Wednesday, September 29, 2004

Carl Sagan I:
Growing up, my oldest brother was the geeky science-y one, but it gave him the foresight to record the entire now-legendary and classic Carl Sagan "Cosmos" documentary series when it first aired on PBS in the early 80's. He recorded it on our cutting edge, state-of-the-art Betamax, which was the size of a small English sportscar.

About a decade later, I had the foresight to ask my other brother, who still had a Beta machine, to transfer the entire series to VHS. He not only obliged, but he had the foresight to record it at high speed to try to maintain the Betamax quality (historical note: Sony Betamax format was more compact and better quality than VHS, but due to poor marketing by Sony, VHS became the standard videotape format).

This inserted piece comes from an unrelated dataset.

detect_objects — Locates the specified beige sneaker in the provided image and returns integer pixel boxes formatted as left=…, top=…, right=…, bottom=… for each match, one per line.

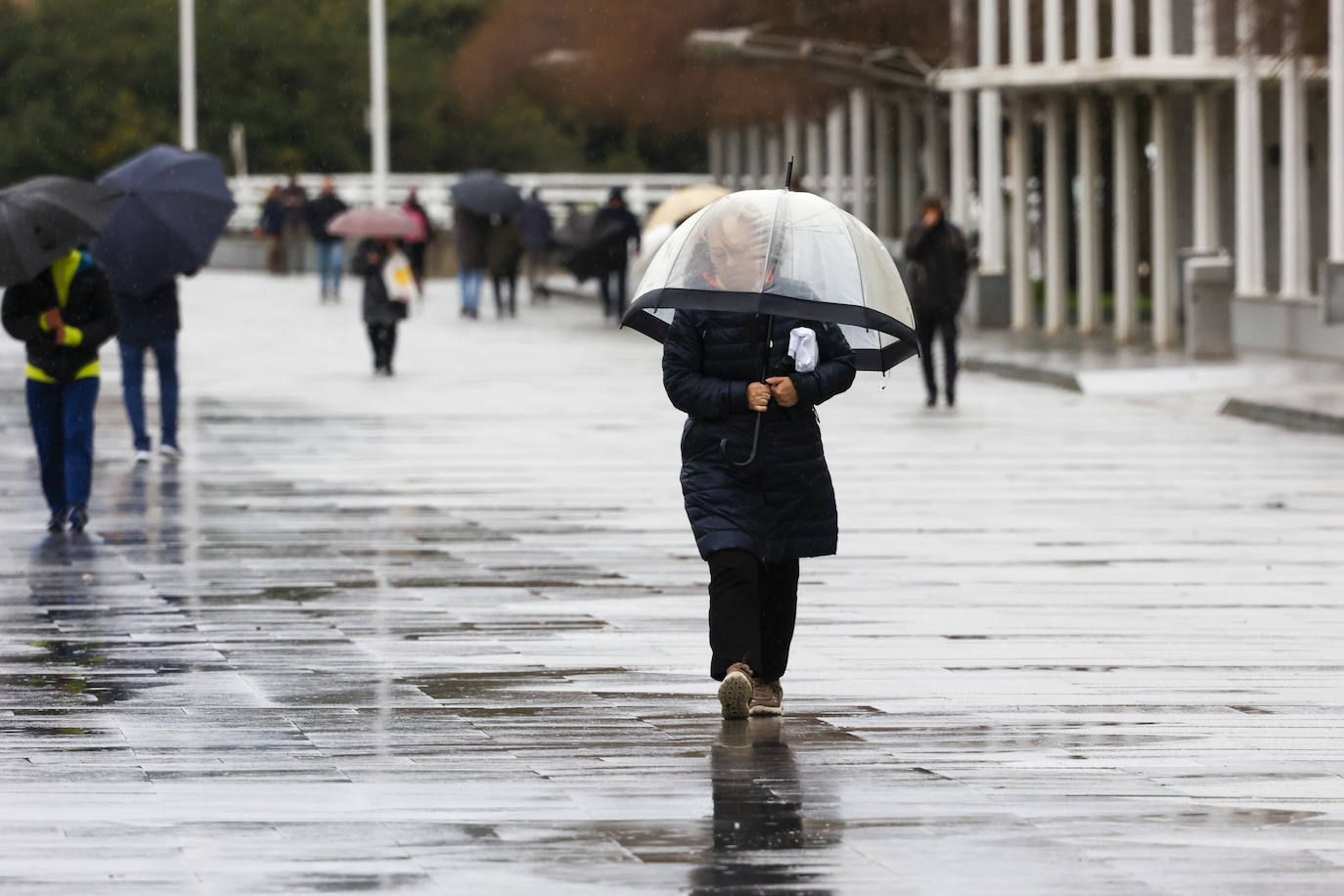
left=747, top=679, right=784, bottom=716
left=719, top=662, right=751, bottom=719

Now, a decade after that, I still have the VHS tapes, even though the series has been released on DVD. I don't know, doesn't that make me sorta hipster in a vintage pocket protector-geek sorta way, yo? I'm the real deal, homes, old school! *flashes slide-rule gang signs*

But, man, even with a few dated ideas and a Western-centric bias, there is no more poetic and elegant spokesperson for cosmology than Carl Sagan. I just watched an episode ("The Backbone of the Night", #7), about the journey of cosmological knowledge from its infancy in Ancient Greece to near maturity in modern times.

He nicely juxtaposes in his own journey of broadening knowledge with recollections of growing up in Bensonhurst, Brooklyn. And then to put a fine point on it, he returns to his elementary school to give a lecture to the kids on astronomy, replete with shots of eager, young, fresh faces, "oh, oh, oh!"-ing and hands groping for 70's-era photos that Sagan was handing out of images beamed back from the Voyager spacecrafts.

A fascinating bit in all this is when he explains theorized basic techniques for discovering planets around other stars. He impresses upon the kids that within your lifetime we would be discovering maybe hundreds of planets around other stars, perhaps having them all mapped out to several dozen light years!

And, as we all know, in the past several years, scientists have been regularly detecting extrasolar planets using those same basic techniques. Those kids were probably just a bit younger than me.